= Kevin Beurle =

Welsh space scientist and computer programmer (1956–2009)

Kevin Beurle (19 January 1956 – 29 May 2009) was a Welsh space scientist and programmer. He worked at Queen Mary, University of London (QMUL), who played a key role in the Cassini–Huygens mission to study Saturn and its moons. He was a specialist in space imaging systems. Beurle was the lead Cassini programmer at QMUL, developing software and designing the spacecraft's observation sequences.

== Life and career ==
Kevin Beurle was born in Swansea on 19 February 1956. He was a fifth-generation vegetarian and the great-great-grandson of the early vegetarian activist George Dornbusch. After attending local schools, Beurle earned a BSc in Physics from Imperial College London in 1976. He continued at Imperial for his PhD research with the Cosmic Rays and Space Physics Group. Following this, he worked as a research assistant, focusing on X-ray astronomy using high-altitude telescopes transported by balloons.

Beurle left Imperial to join Sira Ltd in 1983 but continued his work in space science by developing software engineering and image analysis for the Wide Field Camera on the Röntgen Satellite, a project involving Germany, the US, and the UK.

In 1984, he returned to academia as a lecturer in applied physics at Kingston Polytechnic but soon moved to the Image Processing Group at University College London while also consulting on satellite ground-control systems.

In 1991, he joined the Astronomy Unit at what is now Queen Mary University of London, where he remained for the rest of his career. The unit's mission was to support the UK's participation in the Imaging Science Subsystem instrument on the Cassini spacecraft, part of the Cassini-Huygens mission to Saturn launched in 1997. Beurle's tasks included writing calibration software, planning image sequences, and conducting scientific analysis.

Cassini-Huygens is considered one of the most successful missions to the outer planets, with Cassini still regularly sending back data. Beurle was a key member of the team that discovered several new moons and rings around Saturn. After the spacecraft began orbiting the planet in 2004, the team used Cassini's images to identify new phenomena in Saturn's F ring and provided evidence of ongoing dramatic collisions with nearby moons.
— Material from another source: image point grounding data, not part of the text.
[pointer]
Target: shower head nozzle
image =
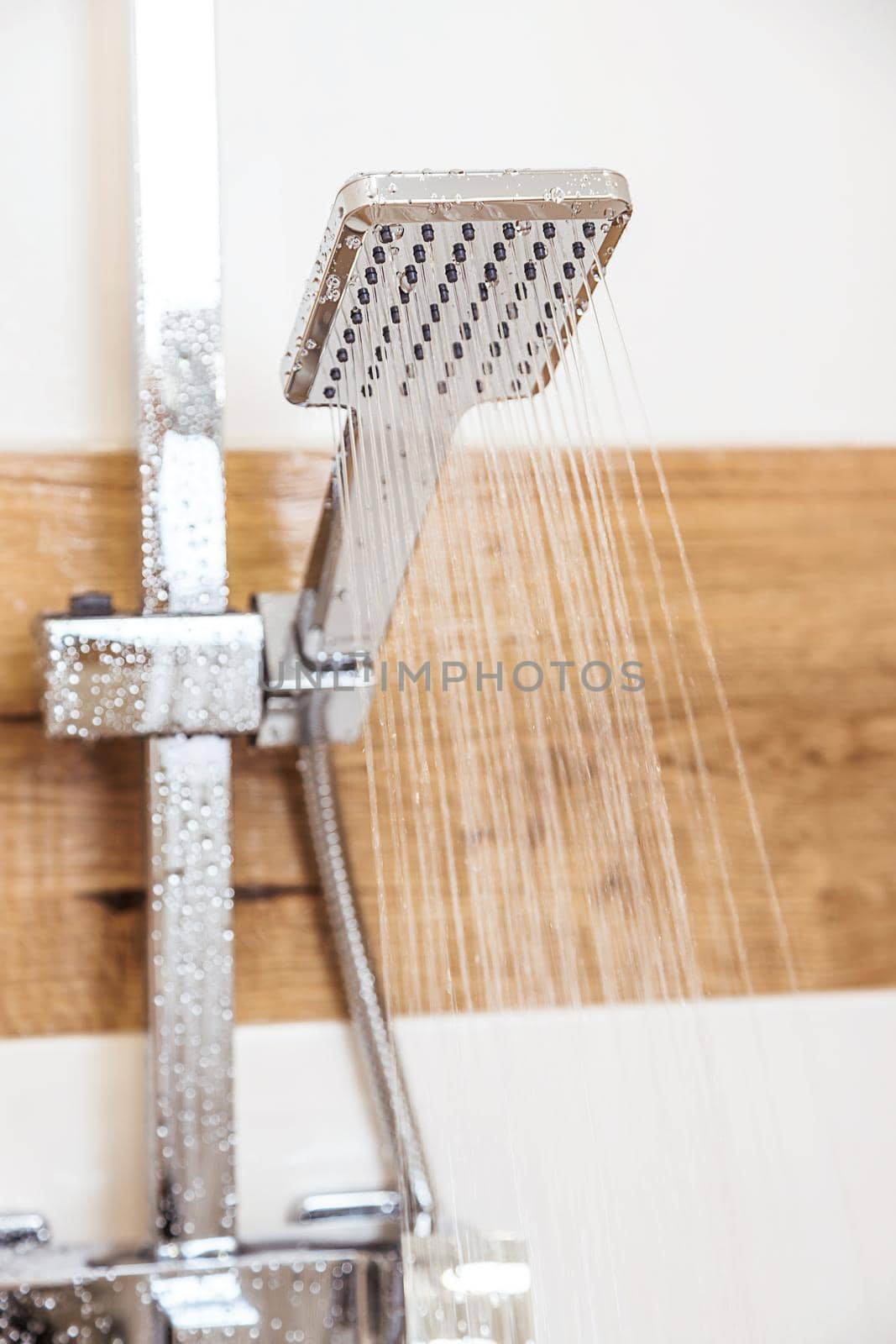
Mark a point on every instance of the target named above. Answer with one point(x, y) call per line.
point(406, 252)
point(432, 293)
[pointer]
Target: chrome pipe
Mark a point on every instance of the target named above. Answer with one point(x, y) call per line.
point(184, 571)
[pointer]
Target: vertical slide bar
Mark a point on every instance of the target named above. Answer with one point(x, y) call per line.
point(184, 570)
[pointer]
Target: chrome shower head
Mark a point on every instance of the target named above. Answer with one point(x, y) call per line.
point(432, 293)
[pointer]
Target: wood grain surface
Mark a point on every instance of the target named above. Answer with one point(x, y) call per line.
point(794, 553)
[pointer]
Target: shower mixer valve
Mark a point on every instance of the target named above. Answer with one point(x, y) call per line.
point(412, 269)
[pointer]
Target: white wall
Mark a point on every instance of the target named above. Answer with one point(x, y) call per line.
point(758, 280)
point(747, 1189)
point(758, 286)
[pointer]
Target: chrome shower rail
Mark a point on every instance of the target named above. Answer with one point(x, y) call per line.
point(184, 674)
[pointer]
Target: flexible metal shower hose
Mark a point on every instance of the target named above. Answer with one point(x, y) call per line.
point(360, 984)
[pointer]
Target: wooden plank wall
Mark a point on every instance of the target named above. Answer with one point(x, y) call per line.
point(794, 554)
In 2005, Beurle was on the Oval train during the failed 21 July 2005 London bombings.

== Personal life ==
Beurle had one daughter, Angharad.

Beurle was a keen scuba diver instructor. He was also an enthusiastic mountaineer and skier.

==Death==
Beurle died on 29 May 2009 when the hot-air balloon he was riding in collided with another and plummeted 50 m (160 ft) to the ground shortly after take-off in Cappadocia, Turkey. He was the only fatality, though others suffered severe and, in one case, critical injuries.